When Is Debt Dangerous?

Debt is a tool to help businesses grow, but if a business is incapable of paying off its lenders, then it exists at their mercy. In the worst case scenario, a company can go bankrupt if it cannot pay its creditors. However, a more frequent (but still costly) occurrence is where a company must issue shares at bargain-basement prices, permanently diluting shareholders, just to shore up its balance sheet. Of course, debt can be an important tool in businesses, particularly capital heavy businesses. When we think about a company's use of debt, we first look at cash and debt together.

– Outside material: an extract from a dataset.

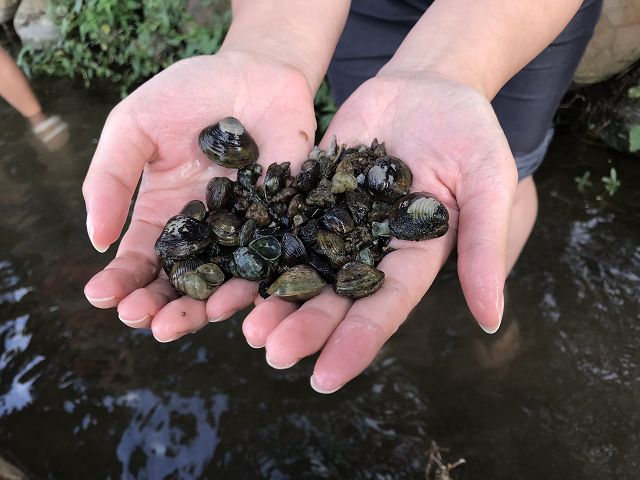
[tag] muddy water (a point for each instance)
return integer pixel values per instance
(556, 394)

View our latest analysis for Sourcenext

What Is Sourcenext's Net Debt?

You can click the graphic below for the historical numbers, but it shows that Sourcenext had JP¥6.86b of debt in December 2023, down from JP¥7.38b, one year before. However, because it has a cash reserve of JP¥4.06b, its net debt is less, at about JP¥2.80b.

debt-equity-history-analysis
TSE:4344 Debt to Equity History April 4th 2024

A Look At Sourcenext's Liabilities

Zooming in on the latest balance sheet data, we can see that Sourcenext had liabilities of JP¥7.16b due within 12 months and liabilities of JP¥1.97b due beyond that. Offsetting this, it had JP¥4.06b in cash and JP¥1.69b in receivables that were due within 12 months. So it has liabilities totalling JP¥3.39b more than its cash and near-term receivables, combined.

Given Sourcenext has a market capitalization of JP¥27.4b, it's hard to believe these liabilities pose much threat. Having said that, it's clear that we should continue to monitor its balance sheet, lest it change for the worse. The balance sheet is clearly the area to focus on when you are analysing debt. But it is Sourcenext's earnings that will influence how the balance sheet holds up in the future. So when considering debt, it's definitely worth looking at the earnings trend. Click here for an interactive snapshot.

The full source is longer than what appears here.